Soto

Domingo de Soto (1494–1560)
De iustitia et iure libri decem
Salmanticae: excud. Andreas à Portonarijs (expensis Ioannis Morenae), 1556
S*.3.16(C), title page

Domingo de Soto studied at Alcalá and then Paris before becoming a Dominican in 1524. His textbook on logic, the Summulae, was first published in 1529 and reprinted numerous times before 1600. From 1532, he held the so-called ‘Chair of Vespers’ in Theology at the University of Salamanca. In his 1535 treatise, On Dominion (De Dominio) he denounced the rapacity of the conquistadores which had no justification in their right to preach the Gospel.
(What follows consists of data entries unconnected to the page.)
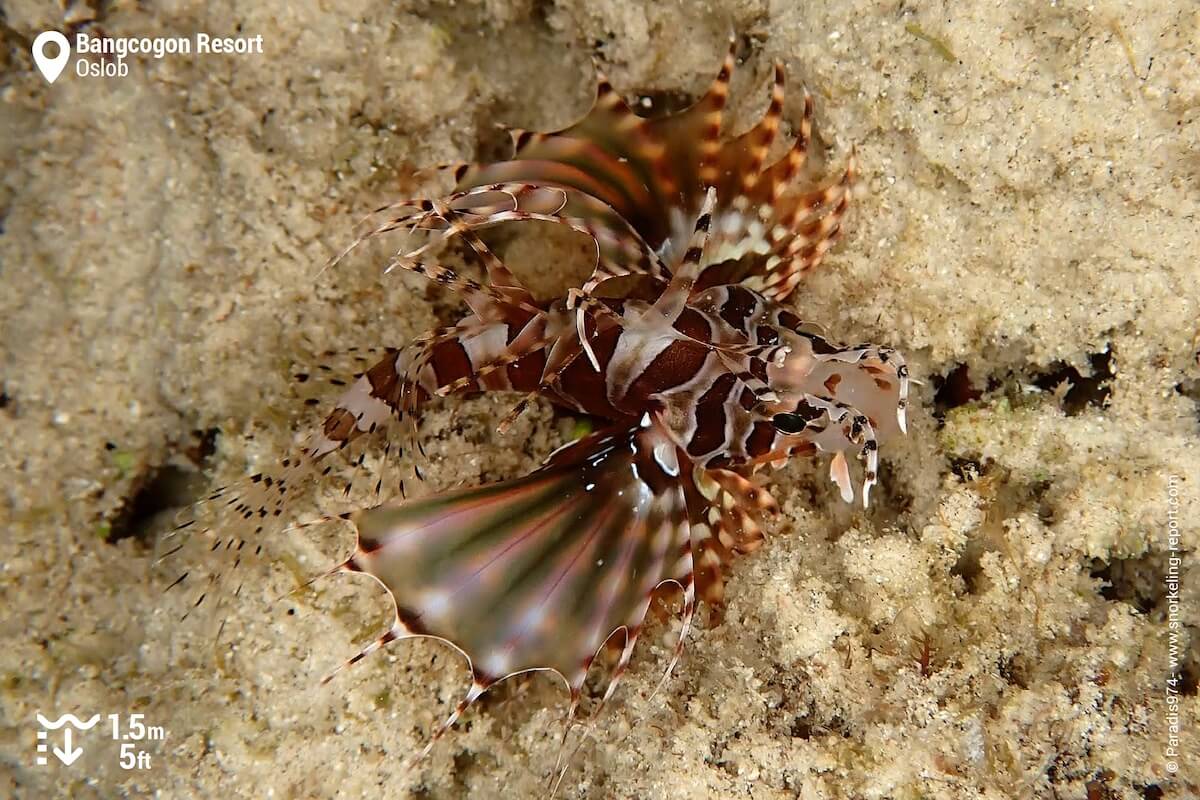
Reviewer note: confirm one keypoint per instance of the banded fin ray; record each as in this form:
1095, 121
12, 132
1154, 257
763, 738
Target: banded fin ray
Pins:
537, 572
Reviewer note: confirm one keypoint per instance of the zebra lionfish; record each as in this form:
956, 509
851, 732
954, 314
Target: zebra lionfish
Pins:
681, 341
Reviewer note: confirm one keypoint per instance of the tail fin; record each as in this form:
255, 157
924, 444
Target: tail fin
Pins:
540, 571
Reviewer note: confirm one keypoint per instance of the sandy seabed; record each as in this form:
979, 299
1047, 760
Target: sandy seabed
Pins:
997, 625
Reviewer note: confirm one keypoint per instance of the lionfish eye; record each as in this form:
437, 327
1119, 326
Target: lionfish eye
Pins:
789, 422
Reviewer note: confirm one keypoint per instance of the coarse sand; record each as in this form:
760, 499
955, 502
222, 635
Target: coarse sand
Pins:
997, 625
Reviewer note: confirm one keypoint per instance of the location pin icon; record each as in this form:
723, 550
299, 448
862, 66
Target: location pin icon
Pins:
51, 67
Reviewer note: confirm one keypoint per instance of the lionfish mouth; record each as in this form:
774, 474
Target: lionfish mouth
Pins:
705, 376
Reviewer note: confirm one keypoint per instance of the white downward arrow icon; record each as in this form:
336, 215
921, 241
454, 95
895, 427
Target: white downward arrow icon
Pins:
70, 755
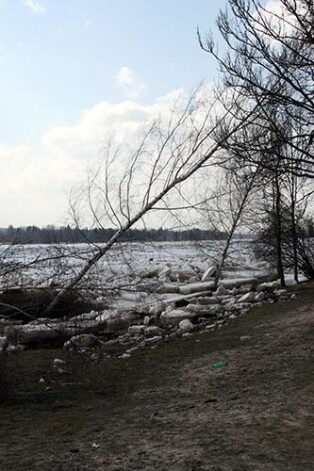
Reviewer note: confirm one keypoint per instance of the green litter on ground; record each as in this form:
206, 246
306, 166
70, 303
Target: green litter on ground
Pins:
220, 364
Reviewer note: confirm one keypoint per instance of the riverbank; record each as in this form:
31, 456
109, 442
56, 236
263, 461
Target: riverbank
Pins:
168, 408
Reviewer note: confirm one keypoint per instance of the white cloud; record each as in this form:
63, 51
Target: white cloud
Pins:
34, 183
37, 6
131, 84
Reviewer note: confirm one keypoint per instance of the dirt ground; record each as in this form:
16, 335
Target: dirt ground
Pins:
168, 408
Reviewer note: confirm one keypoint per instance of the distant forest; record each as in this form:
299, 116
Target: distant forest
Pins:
67, 234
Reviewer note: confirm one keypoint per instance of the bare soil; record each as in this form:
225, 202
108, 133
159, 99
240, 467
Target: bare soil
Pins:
168, 408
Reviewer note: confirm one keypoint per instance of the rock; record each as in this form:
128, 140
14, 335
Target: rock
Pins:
168, 288
209, 273
205, 300
196, 287
260, 297
135, 297
181, 275
221, 291
124, 356
175, 316
155, 310
150, 272
136, 329
81, 341
186, 325
57, 362
187, 335
3, 344
248, 297
85, 317
204, 311
152, 331
152, 340
121, 322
In 1550 Soto served as judge on a panel of theologians assembled at Valladolid to assess the arguments of Bartolomé de Las Casas and Juan Ginés de Sepúlveda on the treatment of Indians in the New World. Two years later, he published a summary of these arguments, and was appointed to the ‘Chair of Prime’ in Theology at Salamanca. His work Ten Books on Justice and Right (De iustitia et iure libri decem) was first published at Salamanca in 1553–4. Soto produced a revised second edition in 1556, which was subsequently reprinted twenty-seven times before the end of the century. His account of justice as a virtue grounded it in the nature of law and human nature. Soto died in 1560.